Eu égard de la conjoncture particulière, le Conseil national d’inclusion financière a émis 7 grandes propositions en vue de renforcer l’ancrage de la stratégie en vigueur. La première recommandation faite concerne la poursuite des efforts relatifs aux réformes législatives et réglementaires portant sur les différents leviers de la stratégie. Il est dans ce sens décidé d’accélérer la réforme du cadre législatif et réglementaire régissant le secteur de la mirco-finance et du bureau d’information sur le crédit et ainsi que de la mise en place à court terme du cadre réglementaire régissant le financement collaboratif (ou le crowdfunding). Le conseil insiste également sur le développement de nouveaux canaux de distribution de l’assurance inclusive, et plus particulièrement la micro-assurance. Les entreprises d’assurance sont appelées dans ce sens à proposer des offres de micro-assurance au profit des TPE opérant notamment dans les secteurs du commerce et de l’artisanat et ce, en coopération avec les départements concernés.

Il a été également proposé de poursuivre les travaux pour le développement du paiement mobile. Le but étant de faire de ce segment un vecteur central de l’inclusion financière dans les prochaines années. Ceci passe par l’accélération de l’adhésion des commerçants et des agents de proximité, le déploiement de la communication institutionnelle et le renforcement de l’éducation financière des populations concernées.
Le Conseil national de l’inclusion financière recommande également l’approfondissement du diagnostic et l’analyse des besoins spécifiques des acteurs du monde rural dans l’optique de diversifier les offres et les produits de financement destinés auxdits acteurs.
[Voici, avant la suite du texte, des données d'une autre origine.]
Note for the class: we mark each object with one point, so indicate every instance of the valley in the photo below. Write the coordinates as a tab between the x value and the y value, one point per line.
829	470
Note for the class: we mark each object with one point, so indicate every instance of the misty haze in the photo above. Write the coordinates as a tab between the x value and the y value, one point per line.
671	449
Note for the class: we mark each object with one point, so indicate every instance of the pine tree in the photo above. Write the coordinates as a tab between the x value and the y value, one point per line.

En ce qui concerne les TPE, l’importance étant de renforcer la dynamique du programme «Intelaka» sous sa composante liée à l’accompagnement.

Parmi les recommandations partagées on cite également la réadaptation de la stratégie de l’éducation financière pour soutenir le déploiement des différents leviers de la Stratégie nationale d’inclusion Financière.
Il est à rappeler que le Conseil national de l’inclusion financière a donné ses orientations pour mettre en place un groupe de travail dédié à l’appui au déploiement du chantier de la protection sociale, lancé par le Souverain, ainsi qu’à l’accélération de l’expérience pilote portant sur la dématérialisation des aides scolaires du programme Tayssir et ce, dans l’optique de sa généralisation à d’autres programmes sociaux.

Les principales réalisations à ce jour

Le bilan dressé en termes de déploiement de la Stratégie nationale d’inclusion financière fait ressortir une cadence soutenue de l’exécution des chantiers. Malgré la conjoncture difficile, plusieurs réalisations ont été atteintes notamment celles relatives à la réforme structurante au profit des segments ciblés. Citons dans ce sens l’adoption dans le cadre de la loi de Finances rectificative d’un abattement de 100% sur le chiffre d’affaires réalisé par mobile paiement des petits commerçants. A cela s’ajoutent la promulgation de la loi portant sur le financement collaboratif (Crowdfunding), la mise en place d’un fonds pour faciliter la restructuration des crédits accordés par les associations de micro-crédits aux activités génératrices de revenus, le lancement du registre national des sûretés mobilières ainsi que le développement de nouveaux mécanismes d’appui au financement des TPME au sein du marché des capitaux notamment la titrisation synthétique.